The UK property market, whilst cyclical, has proved over the long-term to be a very successful investment. This has resulted in a massive expansion in the sector and investments in buy-to-let properties have been and continue to be a very popular form of investment by many people.
However, the gross return from buy-to-let properties i.e. the rent received less costs such as letting fees, maintenance, service charges and insurance is no longer as attractive as it once was. There have been some significant buy-to-let tax changes for the sector, with the government introducing some very restrictive measures in the 2015 Summer Budget, 2015 Autumn Statement and, most recently, in the 2016 Budget.
We have spoken about the changes in detail before, but this article is a worthwhile reminder of the significant changes and what they may mean for landlords and property investors.
The headline buy-to-let tax changes
- Tax relief on interest payments to be restricted to the basic rate of tax (i.e. 20%) by 2020;
- The Wear & Tear Allowance was abolished from April 2016;
- A Stamp Duty Land Tax surcharge of 3% will generally be charged on buy-to-lets from April 2016;
- Residential properties are exempted from the 2016 Budget Capital Gains Tax cuts, and;
- Accelerated capital gains payable on disposals of certain properties.
It is clear that the Chancellor is trying to use the tax system to clampdown on the number of buy-to-lets in the UK.
Of the buy-to-let tax changes mentioned above, the changes to loan interest relief and the new stamp duty surcharge will likely hit landlords the hardest. The exemption from the more recent capital gains cuts which will, in effect, leave landlords paying an 8% surcharge is also an unwelcome measure for the sector.
The impact for buy-to-let landlords with several properties could be huge and could significantly increase tax bills.
It is therefore not surprising that the buy-to-let sector is becoming an increasingly detailed and complicated area for tax purposes and anyone thinking of investing in the sector, expanding their existing portfolio or selling a property following the changes must think very carefully about their tax position.
How we can help you
Whilst some generalisations can be made about the tax position of your buy-to-let properties, it is always necessary to tailor any advice to your personal situation.

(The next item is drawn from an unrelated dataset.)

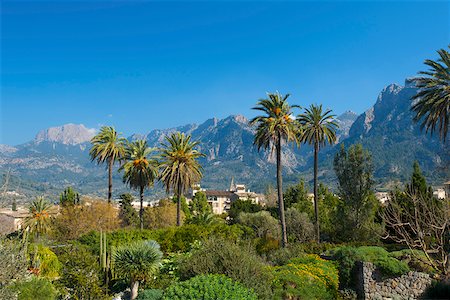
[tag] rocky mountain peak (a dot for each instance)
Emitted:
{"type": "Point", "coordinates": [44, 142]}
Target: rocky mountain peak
{"type": "Point", "coordinates": [68, 134]}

Any plan must take into account your circumstances and aspirations.
There are a number of things that you may be considering following the buy-to-let tax changes, such as reducing borrowings, purchasing property through a company, transferring property, selling property, incorporating, postponing refurbishments and repairs.

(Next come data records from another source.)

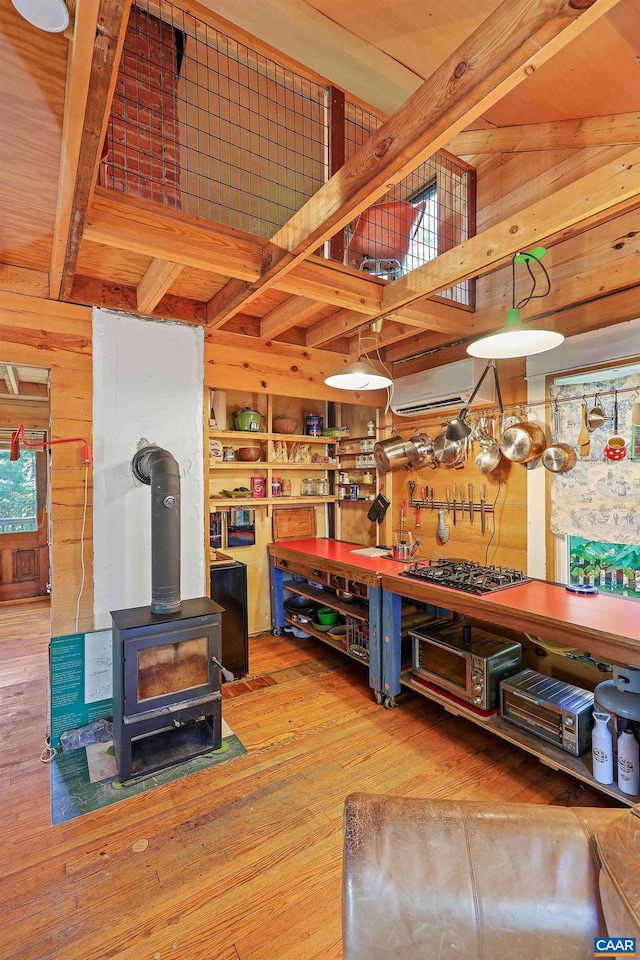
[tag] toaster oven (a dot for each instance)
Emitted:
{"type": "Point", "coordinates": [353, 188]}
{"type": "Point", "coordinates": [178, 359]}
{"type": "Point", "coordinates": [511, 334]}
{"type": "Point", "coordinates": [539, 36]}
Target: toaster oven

These are areas we have a great deal of experience in and, whilst a successful buy-to-let cannot be guaranteed, professional advice can help to sort out some of the potential problems and structure the investment correctly.
The full effect of the significant buy-to-let tax changes covered in this briefing could be devastating for landlords. The changes, however, will likely have less of an impact for those effected who make sound and proactive plans to adapt.